Commentaire de Gérard Ayache
sur La nouvelle équation philanthropique de l'hypermonde
Voir l'intégralité des commentaires de cet article
Si j’emploie le terme d’Hypermonde, c’est pour bien le différencier du vocable désormais banalisé de « mondialisation » qui ne renvoie en général qu’à une seule modalité : l’économie.
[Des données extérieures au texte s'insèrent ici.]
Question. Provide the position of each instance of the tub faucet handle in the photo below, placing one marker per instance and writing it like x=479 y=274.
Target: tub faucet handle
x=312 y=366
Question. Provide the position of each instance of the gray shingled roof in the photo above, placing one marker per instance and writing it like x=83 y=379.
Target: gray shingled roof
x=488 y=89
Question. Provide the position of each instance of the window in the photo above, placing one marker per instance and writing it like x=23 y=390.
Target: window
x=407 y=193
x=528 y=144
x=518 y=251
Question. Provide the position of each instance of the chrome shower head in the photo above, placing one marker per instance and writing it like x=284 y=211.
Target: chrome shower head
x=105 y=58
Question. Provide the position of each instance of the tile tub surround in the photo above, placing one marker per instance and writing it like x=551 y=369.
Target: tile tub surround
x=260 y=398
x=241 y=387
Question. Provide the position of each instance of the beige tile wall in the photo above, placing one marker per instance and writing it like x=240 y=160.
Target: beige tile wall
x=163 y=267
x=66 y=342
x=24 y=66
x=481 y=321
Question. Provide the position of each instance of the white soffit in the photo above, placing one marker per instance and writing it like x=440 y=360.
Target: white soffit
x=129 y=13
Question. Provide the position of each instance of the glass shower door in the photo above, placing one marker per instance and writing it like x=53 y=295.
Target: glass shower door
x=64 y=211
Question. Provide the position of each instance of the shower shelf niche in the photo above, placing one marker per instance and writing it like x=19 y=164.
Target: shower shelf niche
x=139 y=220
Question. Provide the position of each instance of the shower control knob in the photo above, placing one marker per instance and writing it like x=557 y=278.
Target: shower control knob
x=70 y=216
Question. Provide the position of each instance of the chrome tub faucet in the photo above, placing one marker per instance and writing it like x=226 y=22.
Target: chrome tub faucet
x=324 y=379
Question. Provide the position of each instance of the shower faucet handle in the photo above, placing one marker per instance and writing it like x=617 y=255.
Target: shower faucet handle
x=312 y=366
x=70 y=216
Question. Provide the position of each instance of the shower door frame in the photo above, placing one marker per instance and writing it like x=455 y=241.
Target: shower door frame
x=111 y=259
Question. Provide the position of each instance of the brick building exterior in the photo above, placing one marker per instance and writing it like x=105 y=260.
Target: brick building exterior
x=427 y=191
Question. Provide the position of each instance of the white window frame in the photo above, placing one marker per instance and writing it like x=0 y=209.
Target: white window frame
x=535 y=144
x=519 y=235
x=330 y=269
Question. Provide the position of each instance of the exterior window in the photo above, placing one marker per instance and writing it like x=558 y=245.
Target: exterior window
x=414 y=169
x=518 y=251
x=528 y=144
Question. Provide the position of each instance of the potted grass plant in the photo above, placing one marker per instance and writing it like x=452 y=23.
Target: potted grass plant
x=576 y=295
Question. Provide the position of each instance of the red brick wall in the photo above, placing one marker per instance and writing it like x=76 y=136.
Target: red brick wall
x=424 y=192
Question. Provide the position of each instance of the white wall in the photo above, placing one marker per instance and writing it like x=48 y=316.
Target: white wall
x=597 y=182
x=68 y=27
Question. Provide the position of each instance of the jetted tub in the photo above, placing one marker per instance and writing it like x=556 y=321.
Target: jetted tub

Le concept d’hypermonde est plus complexe car il est le produit du marché ET de l’hyperinformation. les deux éléments, marché et hyperinformation sont à la fois les causes et les produits de l’hypermonde. L’hypermonde n’est pas une forme extérieure ; il n’a d’ailleurs ni intérieur ni extérieur puisqu’il absorbe dans le même concept les États, les nouvelles formes supra-nationales, les sociétés et les individus, l’espace et le temps désormais réduit à un présent éternel. Il crée le monde réel et modifie non seulement les interactions humaines mais la nature humaine elle-même. Nous sommes loin de la mondialisation et de ses avatars comme l’impérialisme. Il faut comprendre la nature de cet hypermonde pour mieux agir ; non pas en le renversant puisque l’hypermonde n’est pas le pouvoir, mais en l’accordant pour créer une nouvelle harmonique. Aujourd’hui l’hypermonde est une triade : marché libéral (ds lequel la liberté dominante est celle de l’échange commercial / hyperinformation/Individu (au sens d’individu consommateur, téléspectateur etc.) Demain l’hypermonde pourrait être formé de cette triade : Liberté(s)et nomtamment liberté de non-domination privée / Hyperinformation (non réduite au seul spectacle mais à l’échange des savoirs et des intelligences) / Humanité, dans toute sa diversité et sa richesse. Utopique ? Non, car le mouvement de transformation est en marche, sous nos yeux... et nous en sommes ici les acteurs inconscients.